Connecting and Comparing Language Model Interpolation Techniques
Ernest Pusateri, Christophe Van Gysel, Rami Botros, Sameer Badaskar,, Mirko Hannemann, Youssef Oualil, Ilya Oparin

TL;DR
This paper explores the theoretical connection between count merging and Bayesian interpolation in language models, compares their performance with linear interpolation, and discusses their practical implications.
Contribution
It provides the first comparison of count merging and Bayesian interpolation, demonstrating their similar performance and advocating Bayesian interpolation as the preferred method.
Findings
Count merging and Bayesian interpolation outperform linear interpolation.
Both techniques perform similarly in comparison.

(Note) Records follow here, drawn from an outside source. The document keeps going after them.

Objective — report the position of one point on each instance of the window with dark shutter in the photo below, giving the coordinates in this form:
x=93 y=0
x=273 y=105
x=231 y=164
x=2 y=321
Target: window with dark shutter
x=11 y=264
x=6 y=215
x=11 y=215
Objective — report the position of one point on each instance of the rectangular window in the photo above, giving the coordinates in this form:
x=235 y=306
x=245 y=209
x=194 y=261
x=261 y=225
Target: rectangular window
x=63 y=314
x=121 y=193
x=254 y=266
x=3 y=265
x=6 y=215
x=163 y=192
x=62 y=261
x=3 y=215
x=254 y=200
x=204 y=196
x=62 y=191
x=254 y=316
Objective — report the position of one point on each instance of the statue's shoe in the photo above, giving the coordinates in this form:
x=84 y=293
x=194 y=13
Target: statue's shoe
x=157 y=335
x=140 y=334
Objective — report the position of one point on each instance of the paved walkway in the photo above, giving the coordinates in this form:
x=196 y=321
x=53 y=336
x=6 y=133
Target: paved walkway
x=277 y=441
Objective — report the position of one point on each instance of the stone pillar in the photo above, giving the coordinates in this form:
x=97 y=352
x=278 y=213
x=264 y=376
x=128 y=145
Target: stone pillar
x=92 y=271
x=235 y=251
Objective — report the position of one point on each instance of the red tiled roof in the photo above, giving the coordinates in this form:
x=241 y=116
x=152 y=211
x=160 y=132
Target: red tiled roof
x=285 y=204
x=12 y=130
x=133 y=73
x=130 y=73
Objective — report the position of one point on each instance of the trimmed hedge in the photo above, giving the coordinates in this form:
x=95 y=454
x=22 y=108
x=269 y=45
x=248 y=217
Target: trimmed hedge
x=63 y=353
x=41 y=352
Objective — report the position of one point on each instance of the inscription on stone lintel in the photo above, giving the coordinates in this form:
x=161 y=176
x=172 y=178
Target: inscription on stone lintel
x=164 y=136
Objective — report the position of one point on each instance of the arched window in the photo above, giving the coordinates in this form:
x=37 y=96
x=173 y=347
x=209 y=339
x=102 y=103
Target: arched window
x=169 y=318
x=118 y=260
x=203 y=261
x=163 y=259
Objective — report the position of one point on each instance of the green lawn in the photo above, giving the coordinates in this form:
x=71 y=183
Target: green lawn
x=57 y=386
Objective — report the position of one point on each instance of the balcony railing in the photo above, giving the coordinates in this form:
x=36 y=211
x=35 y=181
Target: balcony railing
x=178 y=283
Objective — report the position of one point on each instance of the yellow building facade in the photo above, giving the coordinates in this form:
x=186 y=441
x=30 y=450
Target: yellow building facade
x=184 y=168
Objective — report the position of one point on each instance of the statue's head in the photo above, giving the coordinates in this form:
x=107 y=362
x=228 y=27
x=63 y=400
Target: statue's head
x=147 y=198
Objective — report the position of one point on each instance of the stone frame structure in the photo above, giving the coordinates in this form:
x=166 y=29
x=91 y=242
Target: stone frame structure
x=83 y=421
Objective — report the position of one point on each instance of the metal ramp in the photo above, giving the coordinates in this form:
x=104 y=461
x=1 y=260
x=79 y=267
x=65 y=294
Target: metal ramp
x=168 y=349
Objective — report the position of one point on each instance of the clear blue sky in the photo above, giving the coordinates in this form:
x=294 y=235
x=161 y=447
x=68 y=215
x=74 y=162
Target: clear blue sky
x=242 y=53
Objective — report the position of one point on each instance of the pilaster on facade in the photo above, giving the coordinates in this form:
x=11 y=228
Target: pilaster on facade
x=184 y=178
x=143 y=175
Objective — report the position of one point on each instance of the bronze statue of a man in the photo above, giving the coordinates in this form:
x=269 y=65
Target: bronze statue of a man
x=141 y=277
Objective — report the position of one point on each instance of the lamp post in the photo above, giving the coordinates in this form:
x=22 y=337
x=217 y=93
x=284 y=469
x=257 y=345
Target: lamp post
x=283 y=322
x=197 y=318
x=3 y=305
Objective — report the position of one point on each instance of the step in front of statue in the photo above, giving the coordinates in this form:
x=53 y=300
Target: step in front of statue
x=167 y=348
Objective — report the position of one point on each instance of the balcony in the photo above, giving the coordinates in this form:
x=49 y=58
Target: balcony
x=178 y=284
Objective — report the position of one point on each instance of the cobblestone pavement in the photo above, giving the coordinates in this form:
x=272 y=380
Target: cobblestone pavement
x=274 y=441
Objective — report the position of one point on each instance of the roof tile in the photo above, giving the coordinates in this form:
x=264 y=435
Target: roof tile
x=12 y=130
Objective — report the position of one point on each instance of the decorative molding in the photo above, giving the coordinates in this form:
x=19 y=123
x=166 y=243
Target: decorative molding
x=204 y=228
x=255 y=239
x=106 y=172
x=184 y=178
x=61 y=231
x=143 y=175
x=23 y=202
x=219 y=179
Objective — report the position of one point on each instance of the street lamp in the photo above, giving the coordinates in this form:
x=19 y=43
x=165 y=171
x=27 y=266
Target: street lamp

Bayesian interpolation is recommended for most circumstances.
Abstract
In this work, we uncover a theoretical connection between two language model interpolation techniques, count merging and Bayesian interpolation. We compare these techniques as well as linear interpolation in three scenarios with abundant training data per component model. Consistent with prior work, we show that both count merging and Bayesian interpolation outperform linear interpolation. We include the first (to our knowledge) published comparison of count merging and Bayesian interpolation, showing that the two techniques perform similarly. Finally, we argue that other considerations will make Bayesian interpolation the preferred approach in most circumstances.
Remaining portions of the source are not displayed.